A: More detail on how to implement the policies is needed to ensure success. There are only a few months left to gather stakeholder feedback, develop guidance, educate vendors, provide technical assistance, and create reasonable exceptions before most of these policies take effect on January 1, 2023. new consent rules, other policies need to be developed. specific guidelines and policies that DHCS says would have exceptions available. However, other than the limited exceptions for patients established via an audio-only visit, we do not have relevant details regarding other exceptions or how the various policies will be implemented. The wording of these elements will be essential to ensure compliance. Developing directions for new policies will take time, and there is little time left.

The first step is to engage with stakeholders and widely disseminate the necessary explanations, exceptions, and instructions in the clearest language as quickly as possible. This would help avoid a lot of confusion and billing errors that could contribute to misunderstandings about the use of telehealth. Clarification regarding appropriate billing will help inform the research and evaluation plan that was also part of the new policies.

Q: It is clear that telehealth has the potential to address disparities in access to care. Are you at all worried that the sudden transition to permanent menstruation could make disparities worse for some people?

A: Telehealth has brought to light longstanding inequities in the health care system. Some can be resolved by continuing to allow audio-only tours. We’ve seen research that found that older adults and non-native English speakers tended to use audio only rather than live video. That’s why I think it’s important to preserve the audio-only option. But you can’t just use audio for everything. There will be situations where this is not the best way to provide care because live video or in-person care is needed. This is likely to create access differentials for enrollees who may still lack broadband and also have difficulty accessing services in person. So a key question is how can we support access to care for those who face barriers?

More also needs to be done to address digital connectivity so that these patients can experience the benefits of telehealth. That could include expanding broadband access, which other parts of the state government are looking to address. However, this will take time. I hope the state will continue to expand as many options as possible for people to access and receive care, including only audio, until all Californians have sufficient access to broadband and digital devices. or easy access to in-person care.

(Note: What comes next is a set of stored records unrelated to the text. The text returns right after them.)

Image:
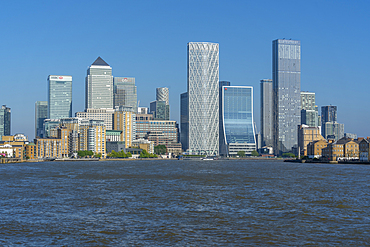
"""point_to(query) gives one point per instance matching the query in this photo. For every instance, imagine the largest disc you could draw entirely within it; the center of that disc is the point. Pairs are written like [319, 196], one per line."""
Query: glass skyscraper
[59, 96]
[237, 120]
[266, 111]
[99, 85]
[125, 92]
[286, 80]
[203, 95]
[5, 121]
[41, 113]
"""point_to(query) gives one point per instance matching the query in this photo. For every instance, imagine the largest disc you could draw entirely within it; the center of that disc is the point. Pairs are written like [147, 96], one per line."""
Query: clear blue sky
[148, 40]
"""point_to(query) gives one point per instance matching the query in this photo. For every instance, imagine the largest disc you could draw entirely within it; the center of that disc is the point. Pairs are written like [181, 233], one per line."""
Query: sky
[148, 40]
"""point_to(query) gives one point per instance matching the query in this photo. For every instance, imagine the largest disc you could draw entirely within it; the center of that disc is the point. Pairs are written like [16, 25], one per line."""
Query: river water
[184, 203]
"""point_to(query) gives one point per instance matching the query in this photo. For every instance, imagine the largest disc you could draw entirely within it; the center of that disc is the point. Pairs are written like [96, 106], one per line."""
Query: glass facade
[237, 119]
[203, 98]
[125, 92]
[99, 85]
[5, 121]
[286, 80]
[266, 111]
[59, 96]
[41, 113]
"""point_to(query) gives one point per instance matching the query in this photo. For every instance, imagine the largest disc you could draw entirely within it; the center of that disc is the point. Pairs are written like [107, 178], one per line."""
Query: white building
[203, 94]
[99, 85]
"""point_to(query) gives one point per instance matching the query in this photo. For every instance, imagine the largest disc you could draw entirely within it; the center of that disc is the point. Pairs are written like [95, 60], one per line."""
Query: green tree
[160, 149]
[241, 153]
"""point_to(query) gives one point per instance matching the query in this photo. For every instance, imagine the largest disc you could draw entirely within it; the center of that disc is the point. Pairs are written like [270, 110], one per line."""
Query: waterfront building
[203, 96]
[307, 134]
[184, 121]
[286, 78]
[41, 113]
[266, 112]
[125, 92]
[314, 149]
[99, 85]
[98, 114]
[309, 111]
[5, 121]
[237, 120]
[50, 126]
[92, 136]
[343, 149]
[364, 149]
[125, 119]
[59, 96]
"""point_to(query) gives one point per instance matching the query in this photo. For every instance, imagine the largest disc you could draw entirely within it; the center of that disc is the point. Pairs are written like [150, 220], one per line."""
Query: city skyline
[245, 55]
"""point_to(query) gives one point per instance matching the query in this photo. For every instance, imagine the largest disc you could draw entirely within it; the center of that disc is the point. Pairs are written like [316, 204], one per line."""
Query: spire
[100, 62]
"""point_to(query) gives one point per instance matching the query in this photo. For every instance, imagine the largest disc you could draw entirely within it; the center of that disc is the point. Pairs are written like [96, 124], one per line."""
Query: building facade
[266, 112]
[41, 113]
[203, 96]
[59, 96]
[99, 85]
[125, 92]
[98, 114]
[237, 120]
[286, 77]
[5, 121]
[309, 111]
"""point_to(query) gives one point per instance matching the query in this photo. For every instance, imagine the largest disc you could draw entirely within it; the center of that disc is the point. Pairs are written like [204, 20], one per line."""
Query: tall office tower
[41, 113]
[237, 120]
[5, 121]
[99, 85]
[203, 95]
[266, 112]
[286, 80]
[161, 108]
[125, 92]
[184, 121]
[222, 148]
[163, 94]
[59, 96]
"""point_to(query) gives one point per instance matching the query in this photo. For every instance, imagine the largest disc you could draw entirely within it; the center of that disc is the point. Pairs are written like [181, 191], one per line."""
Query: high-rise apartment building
[5, 121]
[59, 96]
[266, 111]
[125, 92]
[203, 95]
[99, 85]
[286, 78]
[41, 113]
[309, 110]
[237, 120]
[161, 108]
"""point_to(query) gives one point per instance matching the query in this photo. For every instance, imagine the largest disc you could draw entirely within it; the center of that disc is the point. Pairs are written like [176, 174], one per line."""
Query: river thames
[184, 203]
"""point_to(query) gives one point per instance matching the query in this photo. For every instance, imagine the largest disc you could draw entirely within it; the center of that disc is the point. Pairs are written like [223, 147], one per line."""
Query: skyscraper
[41, 113]
[5, 121]
[59, 96]
[286, 78]
[203, 95]
[237, 120]
[309, 111]
[99, 85]
[125, 92]
[161, 108]
[266, 111]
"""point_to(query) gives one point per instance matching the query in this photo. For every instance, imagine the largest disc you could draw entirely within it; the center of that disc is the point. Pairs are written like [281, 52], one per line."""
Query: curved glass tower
[237, 120]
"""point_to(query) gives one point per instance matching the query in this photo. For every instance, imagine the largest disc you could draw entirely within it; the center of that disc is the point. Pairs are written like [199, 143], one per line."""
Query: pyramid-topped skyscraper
[99, 85]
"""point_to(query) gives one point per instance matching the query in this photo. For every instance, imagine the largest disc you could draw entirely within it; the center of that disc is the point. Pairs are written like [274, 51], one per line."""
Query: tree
[241, 153]
[160, 149]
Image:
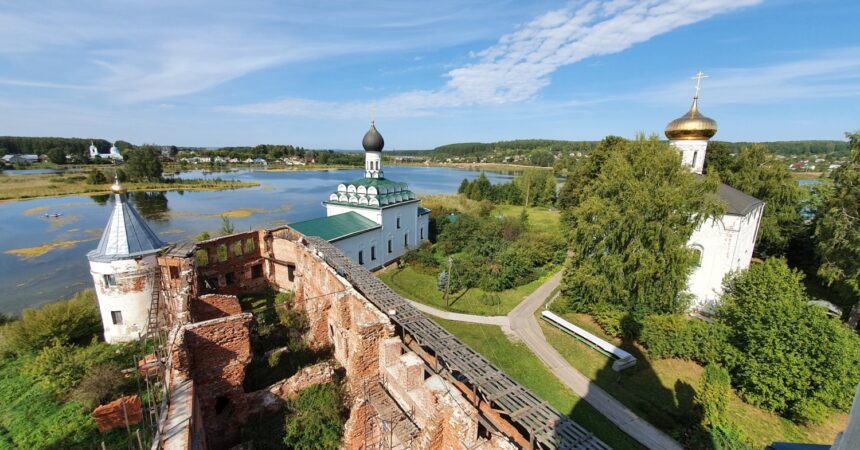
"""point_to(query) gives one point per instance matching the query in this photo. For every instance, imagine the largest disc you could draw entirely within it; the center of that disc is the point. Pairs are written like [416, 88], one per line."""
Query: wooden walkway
[542, 424]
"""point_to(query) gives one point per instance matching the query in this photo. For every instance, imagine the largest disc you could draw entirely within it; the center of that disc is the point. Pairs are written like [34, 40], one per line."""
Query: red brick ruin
[399, 397]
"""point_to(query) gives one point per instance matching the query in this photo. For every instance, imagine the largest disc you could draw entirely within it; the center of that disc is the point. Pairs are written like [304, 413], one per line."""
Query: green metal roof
[336, 227]
[377, 182]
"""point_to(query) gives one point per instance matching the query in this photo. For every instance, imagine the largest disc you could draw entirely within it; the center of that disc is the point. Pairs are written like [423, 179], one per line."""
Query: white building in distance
[113, 154]
[723, 244]
[125, 271]
[372, 219]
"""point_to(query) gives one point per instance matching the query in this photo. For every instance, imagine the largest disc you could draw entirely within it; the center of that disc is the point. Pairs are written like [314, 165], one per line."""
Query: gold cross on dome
[698, 79]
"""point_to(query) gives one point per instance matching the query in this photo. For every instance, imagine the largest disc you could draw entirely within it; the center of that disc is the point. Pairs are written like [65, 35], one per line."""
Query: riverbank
[24, 187]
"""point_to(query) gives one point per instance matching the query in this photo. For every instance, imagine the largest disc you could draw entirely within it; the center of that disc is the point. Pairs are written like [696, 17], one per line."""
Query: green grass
[661, 391]
[522, 365]
[30, 416]
[421, 287]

Q: What do you think should be included in the research and evaluation plan that DHCS will be releasing soon?

A: Clear research and evaluation data will allow DHCS to see how often telehealth is used, how it is used, which patients choose to use it, and where it is used. It will also help identify who is not being helped, where they are and why telehealth is not being used with this population. This would help correlate this data with types of visits and whether racial and ethnic disparities in digital literacy and broadband access are factors.

Understanding the impacts of additional mandates from Medi-Cal-specific providers could also help ensure that disparities between Medi-Cal and commercial patients do not exist. With better education, data, and a better understanding of the use of telehealth, policy adjustments can be made to better serve enrollees and reduce disparities.